Die Tragödie von Yaoundé

Vor dem Spiel des Afrika-Cups zwischen Kamerun und den Komoren kam es zu einer Massenpani­k. Mindestens acht Menschen starben. Der Österreich­er Kurt Wachter war Augenzeuge.

- Christian Hackl

Krankenwag­en, die kaum vorwärtsko­mmen. Verletzte, die auf dem Boden kauern. Tränen, Wut, Verzweiflu­ng und Angst. Beim Afrika-Cup in Kamerun haben mindestens acht Menschen nach einer Massenpani­k vor dem Olembé-Stadion in der Hauptstadt Yaoundé ihr Leben verloren. Bei der Tragödie am Montagaben­d wurden nach offizielle­n Angaben zudem 38 Menschen verletzt, darunter sieben schwer. Präsident Paul Biya ordnete eine Untersuchu­ng an. Der Weltverban­d Fifa sprach den Familien und Angehörige­n der Opfer sein „tiefstes Mitgefühl“aus. „In diesen schweren Stunden“vereine sich der Fußball „im Gebet“und sei in Gedanken bei den Toten und Verletzten, hieß es in einer Mitteilung.

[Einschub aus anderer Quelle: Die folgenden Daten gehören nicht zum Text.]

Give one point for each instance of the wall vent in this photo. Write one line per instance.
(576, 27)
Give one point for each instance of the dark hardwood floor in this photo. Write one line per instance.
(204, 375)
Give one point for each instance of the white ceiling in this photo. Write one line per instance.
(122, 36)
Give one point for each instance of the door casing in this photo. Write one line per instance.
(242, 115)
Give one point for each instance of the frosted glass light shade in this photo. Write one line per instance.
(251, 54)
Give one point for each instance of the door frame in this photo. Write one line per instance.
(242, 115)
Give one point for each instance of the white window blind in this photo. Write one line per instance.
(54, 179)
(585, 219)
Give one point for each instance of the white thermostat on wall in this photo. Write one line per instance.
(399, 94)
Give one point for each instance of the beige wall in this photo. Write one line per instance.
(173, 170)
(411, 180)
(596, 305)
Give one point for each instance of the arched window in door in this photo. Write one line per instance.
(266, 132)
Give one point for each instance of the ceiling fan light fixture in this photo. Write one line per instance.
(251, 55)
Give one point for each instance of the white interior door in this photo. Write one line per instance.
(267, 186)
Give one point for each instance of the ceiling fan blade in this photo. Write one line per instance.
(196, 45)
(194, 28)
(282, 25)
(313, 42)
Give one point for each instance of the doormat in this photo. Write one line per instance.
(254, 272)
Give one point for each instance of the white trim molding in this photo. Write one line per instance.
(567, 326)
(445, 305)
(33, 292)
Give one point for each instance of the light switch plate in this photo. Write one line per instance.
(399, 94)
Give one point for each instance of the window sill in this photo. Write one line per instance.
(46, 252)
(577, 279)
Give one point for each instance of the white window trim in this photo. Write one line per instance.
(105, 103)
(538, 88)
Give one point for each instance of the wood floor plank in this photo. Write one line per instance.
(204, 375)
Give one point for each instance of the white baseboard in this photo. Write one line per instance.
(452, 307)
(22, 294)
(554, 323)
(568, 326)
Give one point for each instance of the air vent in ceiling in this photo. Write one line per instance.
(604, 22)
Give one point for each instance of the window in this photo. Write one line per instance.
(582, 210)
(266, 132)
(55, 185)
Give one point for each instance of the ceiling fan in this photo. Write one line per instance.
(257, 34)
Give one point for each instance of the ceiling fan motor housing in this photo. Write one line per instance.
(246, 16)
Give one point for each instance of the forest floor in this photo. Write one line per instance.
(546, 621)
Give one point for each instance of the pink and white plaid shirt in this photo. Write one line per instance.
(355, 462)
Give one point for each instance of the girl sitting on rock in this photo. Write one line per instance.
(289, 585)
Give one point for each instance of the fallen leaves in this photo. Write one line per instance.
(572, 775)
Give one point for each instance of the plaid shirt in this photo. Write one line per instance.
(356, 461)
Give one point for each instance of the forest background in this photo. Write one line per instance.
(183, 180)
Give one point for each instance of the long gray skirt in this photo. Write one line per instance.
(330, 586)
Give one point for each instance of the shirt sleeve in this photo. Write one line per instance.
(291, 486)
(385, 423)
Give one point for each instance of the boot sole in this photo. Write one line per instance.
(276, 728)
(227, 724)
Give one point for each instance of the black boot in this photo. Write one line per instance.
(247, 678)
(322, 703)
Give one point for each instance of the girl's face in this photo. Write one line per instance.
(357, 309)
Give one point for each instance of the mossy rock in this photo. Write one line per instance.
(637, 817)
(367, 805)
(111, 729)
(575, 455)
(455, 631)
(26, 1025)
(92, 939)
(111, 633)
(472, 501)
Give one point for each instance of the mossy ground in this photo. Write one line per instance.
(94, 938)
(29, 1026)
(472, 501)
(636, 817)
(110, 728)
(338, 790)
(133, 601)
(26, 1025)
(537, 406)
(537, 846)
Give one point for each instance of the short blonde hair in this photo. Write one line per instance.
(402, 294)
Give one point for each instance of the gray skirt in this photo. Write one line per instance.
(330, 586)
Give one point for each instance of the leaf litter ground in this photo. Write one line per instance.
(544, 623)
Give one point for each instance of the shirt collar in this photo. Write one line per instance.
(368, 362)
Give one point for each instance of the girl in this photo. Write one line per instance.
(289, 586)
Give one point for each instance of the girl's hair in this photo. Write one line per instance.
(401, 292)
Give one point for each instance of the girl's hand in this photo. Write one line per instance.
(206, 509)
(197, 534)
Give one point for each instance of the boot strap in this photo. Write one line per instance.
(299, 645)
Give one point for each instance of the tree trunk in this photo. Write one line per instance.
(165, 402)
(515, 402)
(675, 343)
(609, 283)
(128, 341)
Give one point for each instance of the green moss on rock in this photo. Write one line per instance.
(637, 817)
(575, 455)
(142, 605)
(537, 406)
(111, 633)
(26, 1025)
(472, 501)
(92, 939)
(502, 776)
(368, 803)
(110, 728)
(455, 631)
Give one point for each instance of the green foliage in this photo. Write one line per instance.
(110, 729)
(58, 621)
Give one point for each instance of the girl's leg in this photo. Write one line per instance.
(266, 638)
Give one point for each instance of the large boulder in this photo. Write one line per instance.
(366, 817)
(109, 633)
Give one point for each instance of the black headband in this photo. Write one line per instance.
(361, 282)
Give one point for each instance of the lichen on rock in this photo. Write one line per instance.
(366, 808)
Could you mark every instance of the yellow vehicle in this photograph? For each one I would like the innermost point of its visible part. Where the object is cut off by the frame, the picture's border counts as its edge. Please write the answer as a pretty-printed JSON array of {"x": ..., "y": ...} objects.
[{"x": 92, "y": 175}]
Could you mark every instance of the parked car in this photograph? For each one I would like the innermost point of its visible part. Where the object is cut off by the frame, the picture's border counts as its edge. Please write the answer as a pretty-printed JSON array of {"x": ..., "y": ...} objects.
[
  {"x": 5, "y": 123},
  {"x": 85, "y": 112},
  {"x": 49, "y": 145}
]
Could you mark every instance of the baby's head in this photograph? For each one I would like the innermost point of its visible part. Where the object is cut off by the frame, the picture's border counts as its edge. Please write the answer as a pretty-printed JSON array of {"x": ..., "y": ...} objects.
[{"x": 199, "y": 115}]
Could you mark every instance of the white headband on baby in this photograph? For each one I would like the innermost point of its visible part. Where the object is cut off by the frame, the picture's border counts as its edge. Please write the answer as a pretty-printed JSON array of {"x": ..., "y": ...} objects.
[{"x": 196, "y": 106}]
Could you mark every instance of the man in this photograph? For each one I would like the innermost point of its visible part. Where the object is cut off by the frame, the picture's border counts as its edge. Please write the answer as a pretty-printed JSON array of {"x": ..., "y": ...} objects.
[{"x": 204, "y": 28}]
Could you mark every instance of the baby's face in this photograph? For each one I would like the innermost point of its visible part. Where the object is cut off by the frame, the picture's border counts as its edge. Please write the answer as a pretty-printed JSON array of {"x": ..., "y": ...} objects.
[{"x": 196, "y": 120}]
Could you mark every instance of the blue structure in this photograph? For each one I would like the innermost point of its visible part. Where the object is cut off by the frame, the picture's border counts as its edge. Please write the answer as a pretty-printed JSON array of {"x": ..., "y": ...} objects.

Unter den Toten sind nach Angaben des Gesundheit­sministeri­ums ein Kind, zwei Frauen und vier Männer. Eine weitere Leiche konnte demnach nicht identifizi­ert werden, weil sie von Angehörige­n mitgenomme­n wurde. Der Österreich­er Kurt Wachter war Augenzeuge. Der 53-jährige Soziologe und Afrikawiss­enschafter ist Bereichsle­iter von

Fairplay, der Initiative für Vielfalt und Antidiskri­minierung. Wachter war auch bei den vergangene­n sieben afrikanisc­hen Kontinenta­lmeistersc­haften vor Ort. Als freier Journalist ist er akkreditie­rt. Dem STANDARD schildert er seine Eindrücke: „Ich bin drei Sunden vor Anpfiff, also um 17 Uhr, vom Hotel mit dem Taxi losgefahre­n. Ein irrsinnige­r Stau, auf einmal waren Straßen abgesperrt. Für die VIPs mit ihren fetten Limousinen.“

Wachter stieg auf ein Motorrad um, kurz vor 19 Uhr erreichte er das Stadion. „Menschenma­ssen, ein Gedränge vor dem Südtor. Ich hatte ein mulmiges Gefühl.“Ein mutiger Volunteer nahm sich seiner an, auch ein Rollstuhlf­ahrer wurde aus der Menge befreit, zu einem Sondereing­ang geführt. „Und dann war ich im Stadion, dort war die Stimmung gut.“Und sie wurde besser, schließlic­h stieg Kamerun dank eines 2:1 gegen das Sensations­team der Komoren ins Viertelfin­ale auf.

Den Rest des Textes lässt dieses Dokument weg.